Front, Rear and the mainboard.

The Sun 3/60 was introduced in July of 1987, although mine was built in 1988. The 3/60 came with a monochrome framebuffer on the mainboard, but an optional colour frame buffer could be mounted as a daughterboard - with this optional framebuffer, you could run two monitors simultaneously (colour and monochrome). The resolutions are remarkably high for the late 1980s, either 1600x1100 or 1152x900!

The 3/60 is in a wide pizza box form factor, a desktop style where the monitor sits on the chassis. Given the sizes and weights of the 19" Sun monitors available, the chassis construction is robust to say the least.
The 3/60 uses it's own semi-proprietary bus connector, a P4. This bus type was used on other 3/ models - but P4 differs even amongst the 3/ line and boards are definitely not interchangeable.
Powered by a 20mHz 68020, with a 68881 FPU and a Sun-3 MMU the 3/60 was capable of 3 MIPs, and expandable up to 24MB of memory.
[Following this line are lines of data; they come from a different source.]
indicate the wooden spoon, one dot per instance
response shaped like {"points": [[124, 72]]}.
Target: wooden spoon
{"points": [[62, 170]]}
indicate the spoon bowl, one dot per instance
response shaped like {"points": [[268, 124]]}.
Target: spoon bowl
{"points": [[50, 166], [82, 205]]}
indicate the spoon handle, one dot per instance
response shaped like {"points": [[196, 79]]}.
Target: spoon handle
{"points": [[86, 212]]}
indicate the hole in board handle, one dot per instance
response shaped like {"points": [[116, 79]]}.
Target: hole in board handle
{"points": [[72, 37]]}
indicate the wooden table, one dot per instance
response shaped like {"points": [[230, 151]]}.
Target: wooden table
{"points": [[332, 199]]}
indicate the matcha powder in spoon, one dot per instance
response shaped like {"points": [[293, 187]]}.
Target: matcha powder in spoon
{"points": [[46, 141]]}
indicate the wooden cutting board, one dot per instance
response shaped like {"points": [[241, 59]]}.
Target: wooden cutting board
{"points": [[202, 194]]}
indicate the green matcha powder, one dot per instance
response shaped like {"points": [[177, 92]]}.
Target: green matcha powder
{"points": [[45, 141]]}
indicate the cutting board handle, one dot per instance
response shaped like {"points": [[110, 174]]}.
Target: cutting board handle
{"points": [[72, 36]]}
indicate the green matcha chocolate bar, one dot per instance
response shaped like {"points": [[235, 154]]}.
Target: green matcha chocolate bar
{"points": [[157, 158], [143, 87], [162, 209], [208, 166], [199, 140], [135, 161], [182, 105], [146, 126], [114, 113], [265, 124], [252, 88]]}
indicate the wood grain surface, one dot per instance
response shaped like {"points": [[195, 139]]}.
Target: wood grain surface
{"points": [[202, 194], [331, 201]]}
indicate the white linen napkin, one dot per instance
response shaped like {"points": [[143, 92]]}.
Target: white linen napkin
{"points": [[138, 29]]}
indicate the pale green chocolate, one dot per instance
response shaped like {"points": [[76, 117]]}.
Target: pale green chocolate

Like the 3/100, the 3/60 has a spot on the mainboard that looks like it could fit a 3.5" drive. In the case of the 3/60, however, this looks like considerably less of a hack and more likely an extension of Sun's intention to mount one there at one point. The mounting holes are pre-drilled in the PCB, there is the pad for a SCSI header already right there by the DE50 header, and below the battery is (obscured slightly by a capacitor) an empty four-pin pad for power. Given the 3/60 is a single board, with no boards above it, it seems quite probable that installing an internal drive here will not adversely affect anything. Why it was never deployed from Sun with one, we might never know.